Unix network programming: a practical approach -- part 2

By: J.D. Hildebrand

Abstract: Here's the second part of James Buchanan's tutorial on network programming in Linux and Unix.

Unix network programming: a practical approach -- part 2

By James Buchanan

In this article we'll have a look at some conversion functions, write a small library of reusable code for network programs, and revisit the TCP echo client and server from the previous installment before we progress to bigger and better programs.

THE SOCKET ADDRESS STRUCTURE

As we saw in part 1 of this series, the sockaddr_in structure contains these data members: sin_family, sin_port, sin_addr, sin_len and sin_zero (which is unused). The data stored in the structure is in network byte order, which is big-endian.

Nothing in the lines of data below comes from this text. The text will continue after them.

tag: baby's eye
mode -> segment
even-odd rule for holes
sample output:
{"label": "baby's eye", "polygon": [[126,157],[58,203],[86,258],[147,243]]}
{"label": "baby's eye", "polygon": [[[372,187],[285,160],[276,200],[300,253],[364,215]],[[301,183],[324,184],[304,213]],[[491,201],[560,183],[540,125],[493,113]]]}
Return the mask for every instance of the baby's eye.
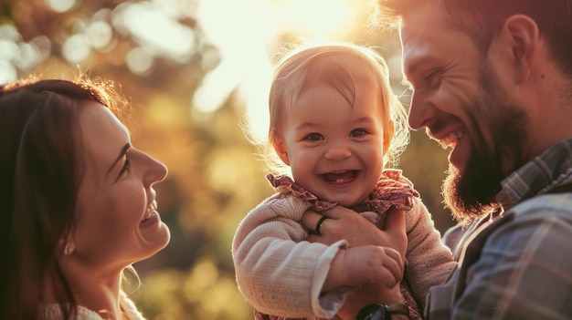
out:
{"label": "baby's eye", "polygon": [[367,134],[367,130],[365,129],[355,129],[350,132],[350,137],[361,137]]}
{"label": "baby's eye", "polygon": [[323,139],[323,136],[322,136],[320,133],[312,132],[312,133],[308,134],[304,139],[311,140],[311,141],[317,141],[317,140]]}
{"label": "baby's eye", "polygon": [[322,139],[323,139],[323,136],[322,136],[320,133],[317,133],[317,132],[310,133],[306,135],[306,137],[304,138],[304,140],[310,140],[310,141],[317,141],[317,140],[322,140]]}

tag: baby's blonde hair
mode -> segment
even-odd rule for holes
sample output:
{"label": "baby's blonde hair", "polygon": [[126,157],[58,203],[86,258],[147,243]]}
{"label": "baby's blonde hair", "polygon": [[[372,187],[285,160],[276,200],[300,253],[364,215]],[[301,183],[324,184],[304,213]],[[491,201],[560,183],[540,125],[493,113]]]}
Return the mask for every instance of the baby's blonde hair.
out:
{"label": "baby's blonde hair", "polygon": [[268,140],[257,144],[266,169],[275,174],[290,173],[290,167],[278,157],[276,146],[281,139],[281,120],[286,110],[302,95],[311,90],[314,84],[323,82],[334,88],[353,106],[355,87],[358,80],[363,79],[370,81],[380,93],[380,105],[385,107],[381,110],[384,140],[391,141],[384,155],[384,165],[396,165],[409,142],[409,131],[405,108],[389,84],[387,65],[372,47],[346,42],[326,42],[299,45],[276,64],[269,96]]}

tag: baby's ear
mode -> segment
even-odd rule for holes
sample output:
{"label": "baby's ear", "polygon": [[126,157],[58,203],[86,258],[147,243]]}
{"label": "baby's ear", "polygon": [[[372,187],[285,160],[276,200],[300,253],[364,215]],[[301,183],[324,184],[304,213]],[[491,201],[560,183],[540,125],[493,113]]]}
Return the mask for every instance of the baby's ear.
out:
{"label": "baby's ear", "polygon": [[284,162],[287,166],[290,166],[290,158],[288,158],[288,150],[286,150],[286,143],[281,139],[276,139],[274,141],[274,150],[280,157],[280,159]]}
{"label": "baby's ear", "polygon": [[393,121],[389,121],[387,126],[384,126],[384,154],[389,150],[393,134],[396,132],[396,127]]}

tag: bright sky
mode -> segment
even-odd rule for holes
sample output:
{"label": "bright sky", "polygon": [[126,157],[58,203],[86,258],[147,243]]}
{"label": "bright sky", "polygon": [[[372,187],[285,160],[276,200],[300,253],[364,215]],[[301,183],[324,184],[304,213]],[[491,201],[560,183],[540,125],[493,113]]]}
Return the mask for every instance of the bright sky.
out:
{"label": "bright sky", "polygon": [[[238,88],[255,138],[268,123],[270,55],[279,36],[341,40],[365,10],[365,0],[202,0],[197,17],[222,61],[208,74],[193,104],[217,109]],[[361,23],[361,22],[360,22]]]}
{"label": "bright sky", "polygon": [[[45,0],[52,10],[65,13],[78,0]],[[158,57],[185,63],[200,46],[196,30],[180,22],[197,19],[215,45],[221,60],[195,94],[192,106],[209,114],[235,89],[246,105],[245,116],[255,137],[267,134],[270,56],[284,35],[303,38],[348,40],[371,0],[140,0],[111,9],[101,8],[85,20],[70,20],[76,31],[62,46],[71,65],[89,68],[94,51],[114,46],[113,27],[130,35],[135,45],[126,56],[128,67],[144,76]],[[111,19],[110,19],[111,17]],[[357,40],[357,39],[349,39]],[[14,80],[17,70],[41,63],[52,50],[46,36],[24,42],[15,26],[0,25],[0,83]],[[218,57],[218,56],[217,56]],[[214,65],[216,57],[203,57]]]}

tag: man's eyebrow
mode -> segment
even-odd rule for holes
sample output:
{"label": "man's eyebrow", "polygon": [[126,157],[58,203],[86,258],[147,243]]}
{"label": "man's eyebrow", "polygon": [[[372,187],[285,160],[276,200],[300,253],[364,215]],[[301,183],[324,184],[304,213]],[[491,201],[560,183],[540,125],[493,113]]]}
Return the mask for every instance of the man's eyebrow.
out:
{"label": "man's eyebrow", "polygon": [[113,167],[115,167],[115,165],[117,164],[117,162],[119,162],[119,160],[123,158],[123,156],[125,155],[125,153],[127,153],[127,150],[129,150],[129,148],[131,148],[131,144],[126,143],[123,148],[122,148],[121,152],[119,152],[119,156],[117,157],[117,159],[115,159],[115,160],[113,161],[113,163],[111,164],[111,166],[110,167],[110,169],[107,170],[107,174],[110,174],[110,172],[111,171],[111,170],[113,169]]}

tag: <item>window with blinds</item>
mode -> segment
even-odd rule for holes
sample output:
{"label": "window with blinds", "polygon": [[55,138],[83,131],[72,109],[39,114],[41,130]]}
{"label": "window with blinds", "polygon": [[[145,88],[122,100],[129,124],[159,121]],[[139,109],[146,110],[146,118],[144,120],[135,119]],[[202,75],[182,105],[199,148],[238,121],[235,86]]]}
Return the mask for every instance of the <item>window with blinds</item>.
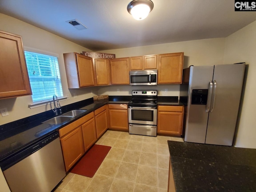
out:
{"label": "window with blinds", "polygon": [[33,102],[63,96],[58,58],[25,51]]}

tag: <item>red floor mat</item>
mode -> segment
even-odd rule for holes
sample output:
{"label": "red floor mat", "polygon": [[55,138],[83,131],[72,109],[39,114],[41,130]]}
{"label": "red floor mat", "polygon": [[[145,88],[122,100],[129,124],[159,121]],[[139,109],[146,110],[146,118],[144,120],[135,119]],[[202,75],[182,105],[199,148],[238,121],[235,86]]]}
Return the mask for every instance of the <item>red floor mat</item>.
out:
{"label": "red floor mat", "polygon": [[71,170],[71,173],[92,177],[111,147],[94,145]]}

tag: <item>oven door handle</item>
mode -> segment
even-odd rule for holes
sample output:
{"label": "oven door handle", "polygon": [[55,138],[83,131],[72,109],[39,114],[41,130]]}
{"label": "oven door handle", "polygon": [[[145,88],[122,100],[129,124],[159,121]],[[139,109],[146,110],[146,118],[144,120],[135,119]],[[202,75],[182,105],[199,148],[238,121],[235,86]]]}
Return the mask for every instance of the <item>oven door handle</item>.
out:
{"label": "oven door handle", "polygon": [[132,127],[147,127],[148,128],[152,128],[156,127],[156,126],[155,125],[152,125],[152,126],[148,126],[148,125],[138,125],[138,124],[136,124],[136,125],[133,125],[132,124],[129,124],[129,125]]}
{"label": "oven door handle", "polygon": [[144,110],[148,109],[148,110],[150,110],[150,109],[157,109],[157,107],[131,107],[130,106],[128,106],[128,108],[131,108],[132,109],[144,109]]}

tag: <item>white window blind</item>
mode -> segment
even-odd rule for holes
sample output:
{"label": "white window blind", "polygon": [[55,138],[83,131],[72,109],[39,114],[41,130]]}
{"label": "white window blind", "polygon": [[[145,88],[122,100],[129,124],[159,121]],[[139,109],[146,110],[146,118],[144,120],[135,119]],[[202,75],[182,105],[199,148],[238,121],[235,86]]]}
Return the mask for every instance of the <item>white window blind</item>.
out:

The difference between big-endian and little-endian is in which direction increasing memory addresses go. Most data types are multiple-byte values, and unfortunately there is no standard in "endianness." For example in a word, which is a 16-bit value, there are two eight-bit bytes, each of which has its own address in memory. The first byte (low-order byte) is the byte which contains the LSB (least significant bit) and the last byte (high-order byte) contains the MSB (most significant bit). There are two ways to store the 16-bit word: with the first byte of the data at the beginning address of the 16-bit word, or with the last byte of the 16-bit word in the beginning address of the 16-bit word. These two methods of storage are the source of the terms "little-endian" and "big-endian."

Addresses in the sockaddr_in structure are big-endian. Some machines are little-endian. So if we wish to print values from the structure we will need conversion functions. If our host is little-endian, the conversion functions will convert values from big-endian to little-endian. If the host is big-endian, the conversion functions may be defined as null macros.

USEFUL CONVERSION FUNCTIONS

Here are the prototypes of some conversion functions and a description of what they do.

#include <netinet/in.h>
uint16_t htons(uint16_t host16bitvalue);
htons takes a host's 16-bit value, say an integer, and returns the network byte ordered equivalent. htons stands for "host to network short."
#include <netinet/in.h>
uint32_t htonl(uint32_t host32bitvalue);
htonl takes a host's 32-bit value and returns the network byte ordered equivalent. htonl stands for "host to network long."
#include <netinet/in.h>
uint16_t ntohs(uint16_t network16bitvalue);
ntohs takes the network byte ordered 16-bit value and returns it in the host's byte order. ntohs stands for "network to host short".
#include <netinet/in.h>
uint32_t ntohl(uint32_t network32bitvalue);
ntohl takes a network byte ordered 32-bit value and returns it in the host's byte order. ntohl stands for "network to host long."
#include <arpa/inet.h>
int inet_pton(int family, const char *ip_str, void *socket_address);
inet_pton stakes a dotted ASCII string representing an IPv4 or IPv6 address and stores it in network byte order through the socket address structure, which is the third parameter. The dotted string IP address is the second parameter, ip_str. The first parameter is the family, either AF_INET or AF_INET6. The p stands for "presentation" and the n stands for "numeric." Presentation means the ASCII string representation of the address, and numeric means the binary network byte ordered representation.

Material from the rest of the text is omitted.